「ハドソン川の奇跡」と「シン・ゴジラ」を比較する。2016.11.06
「ハドソン川の奇跡」と「シン・ゴジラ」はともに、ひとが人生の中で滅多に遭遇しない<大事件>を扱っている。そして、そのような事態、即ち、破滅に至るかもしれない危機を、ひとはどのように回避するのかを問うている、という点でも共通項を持っている。しかし、両者には決定的とも言える大きな違いがある。それは、簡単に言ってしまえば、前者の作り手の関心が人間に向けられているのに対して、後者はメカニックなものを関心の対象にしているという点だ。メカニックなものとは、PCや戦車や戦闘機、薬品等のみを指すのではなく、執拗に繰り返される法律に関する議論も含まれる。

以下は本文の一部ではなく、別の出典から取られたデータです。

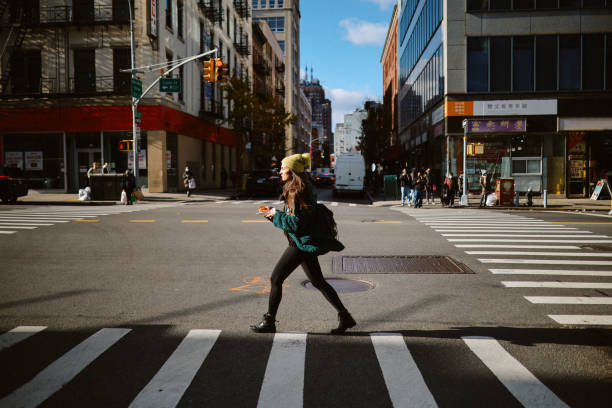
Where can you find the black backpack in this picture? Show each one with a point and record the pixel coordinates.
(325, 225)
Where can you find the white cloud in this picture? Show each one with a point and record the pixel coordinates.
(345, 101)
(361, 32)
(383, 4)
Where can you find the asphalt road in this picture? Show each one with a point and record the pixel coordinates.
(151, 308)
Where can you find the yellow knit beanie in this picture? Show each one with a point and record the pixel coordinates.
(297, 162)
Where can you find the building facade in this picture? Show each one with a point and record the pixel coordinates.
(532, 77)
(389, 64)
(283, 17)
(67, 102)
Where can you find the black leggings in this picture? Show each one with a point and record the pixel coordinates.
(291, 259)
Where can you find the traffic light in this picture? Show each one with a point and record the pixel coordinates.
(208, 75)
(221, 71)
(126, 145)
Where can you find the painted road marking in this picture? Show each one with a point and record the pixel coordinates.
(57, 374)
(18, 334)
(544, 261)
(582, 319)
(283, 384)
(169, 384)
(516, 378)
(557, 285)
(404, 381)
(526, 253)
(569, 300)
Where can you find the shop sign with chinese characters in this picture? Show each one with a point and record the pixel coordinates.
(497, 125)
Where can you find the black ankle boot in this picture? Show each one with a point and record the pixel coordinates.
(267, 325)
(345, 321)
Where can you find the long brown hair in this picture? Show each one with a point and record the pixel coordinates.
(296, 189)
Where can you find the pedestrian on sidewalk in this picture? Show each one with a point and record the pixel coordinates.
(128, 184)
(419, 188)
(187, 177)
(404, 182)
(429, 186)
(302, 224)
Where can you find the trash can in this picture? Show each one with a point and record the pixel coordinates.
(391, 188)
(505, 191)
(106, 187)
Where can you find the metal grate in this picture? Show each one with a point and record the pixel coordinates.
(397, 264)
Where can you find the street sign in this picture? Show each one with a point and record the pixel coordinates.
(136, 88)
(170, 85)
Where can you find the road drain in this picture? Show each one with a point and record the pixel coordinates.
(398, 264)
(344, 285)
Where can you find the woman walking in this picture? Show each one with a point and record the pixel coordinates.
(301, 223)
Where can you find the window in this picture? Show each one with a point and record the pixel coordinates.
(546, 63)
(523, 64)
(179, 12)
(593, 61)
(569, 62)
(500, 64)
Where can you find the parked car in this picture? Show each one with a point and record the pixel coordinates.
(263, 182)
(325, 178)
(12, 184)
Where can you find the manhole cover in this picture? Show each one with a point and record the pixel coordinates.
(397, 264)
(344, 285)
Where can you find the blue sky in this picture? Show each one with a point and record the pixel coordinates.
(342, 40)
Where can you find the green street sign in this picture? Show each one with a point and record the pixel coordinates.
(136, 88)
(170, 85)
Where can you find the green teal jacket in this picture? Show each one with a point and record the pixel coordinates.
(300, 226)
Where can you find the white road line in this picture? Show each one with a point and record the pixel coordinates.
(169, 384)
(569, 300)
(283, 384)
(583, 319)
(528, 253)
(516, 246)
(57, 374)
(565, 272)
(545, 261)
(521, 383)
(404, 381)
(526, 236)
(18, 334)
(579, 241)
(557, 285)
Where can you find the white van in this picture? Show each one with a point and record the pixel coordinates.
(350, 173)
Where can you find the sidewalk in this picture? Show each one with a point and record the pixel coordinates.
(558, 204)
(58, 197)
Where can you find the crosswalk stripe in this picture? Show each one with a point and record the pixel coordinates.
(168, 385)
(517, 246)
(526, 236)
(579, 241)
(61, 371)
(569, 300)
(529, 253)
(521, 383)
(283, 384)
(18, 334)
(583, 319)
(557, 285)
(543, 261)
(404, 381)
(548, 272)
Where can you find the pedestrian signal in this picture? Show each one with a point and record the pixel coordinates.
(126, 146)
(221, 71)
(208, 74)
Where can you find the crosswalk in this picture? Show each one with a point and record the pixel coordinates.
(15, 221)
(516, 245)
(387, 359)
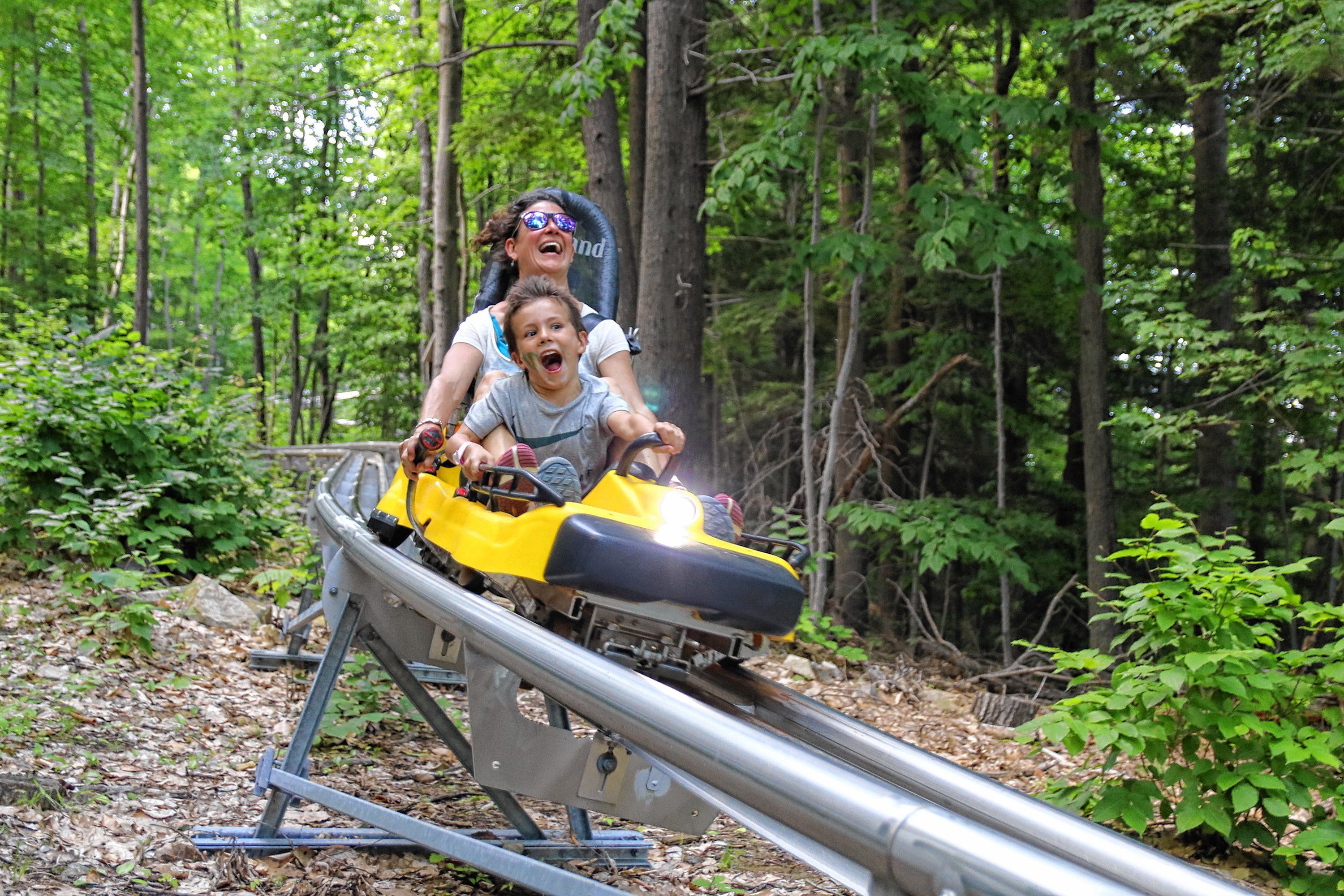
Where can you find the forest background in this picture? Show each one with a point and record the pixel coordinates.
(949, 291)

その昔、東京乾電池の若手公演用に、わたしの「恋愛日記」を岩松さんに改訂してもらったことがあり、その中に「アニメだ、やっぱりアニメがいい」という映画監督の台詞があった。俳優が自分の指示通りに出来ないのでそんなことを口走るのだが、「シン・ゴジラ」の総監督である庵野秀明も、「人間的」と称される問題・事柄を疎ましいと思うひとなのだろう。彼の他作品がどんなものかは知らないが、この映画に限れば、通常の物語にはつきものの、恋愛や家族に関する事柄が、石原さとみ演じる米国大統領特使の祖母が日本人でという設定を除けば、きれいさっぱり切り捨てられている。むろん、だからいいとか悪いとか、そういう話ではない。ただ、この事実が、わたしを「寒々とした心持ち」にしたのは確かだ。
「ハドソン川の奇跡」の上映時間は約100分で、「シン・ゴジラ」のそれは約120分と、両者には20分の差があるのだが、その実際の時間の違い以上に、前者は短く、後者は長く感じられた。これは単にわたしの好みの問題ではなく、明らかに、物語の構成の方法の巧拙が反映している。前者は、「事故後(数か月後?)」の主人公の「苦悩する現在」から語り起こされ、次に事故の模様が詳細に示され、最後に、パイロットである主人公の、マスコミ等から「奇跡」と称賛された「川への着水」が、本当に正しい選択だったのかを検証する公聴会の場面になり、そこで彼の判断・選択の正しさが明らかにされ、主人公は苦悩から解放されて終わる。つまり、時間が前後する構成になっている。一方、後者はほぼ時系列に従って進行していく。最初に羽田沖で不可解な出来事が発生し、次に、巨大ななめくじが東京を這いまわり、政府がその対応に苦慮している間に、ナメクジは瞬く間に巨大化し「ゴジラ」になる。自衛隊が出動するがまったく歯が立たず、支援を要請した米軍の苛烈な攻撃でゴジラは一時お休みになるが、すぐさま復活。米国主導で原爆の使用が検討されるが、日本の研究者の「ゴジラ凍結化」が功を奏して、とりあえずは一件落着というわけだが、最初と終盤、つまり、自衛隊出動を決定するまでと、原爆使用をめぐるあたりにモタモタ感があり、それがわたしに長いと感じさせたのだった。ともに簡単に結論を出せるような問題でないことは明らかだが、例えば、ゴジラの進化を順を追わずに時系列を組み替えれば、もっとすっきりまとめ得たはずなのだ。繰り返しになるが、「ハドソン川の奇跡」は、最初に主人公の苦悩の現在が語られ、最後はその苦悩からの解放が描かれ、間にこの映画の見せ場である事故の実際が置かれている。いうなれば、序破急という古典的な構成になっていて、これがコンパクトにまとまっているという印象につながっている。こういうのをプロの仕事という。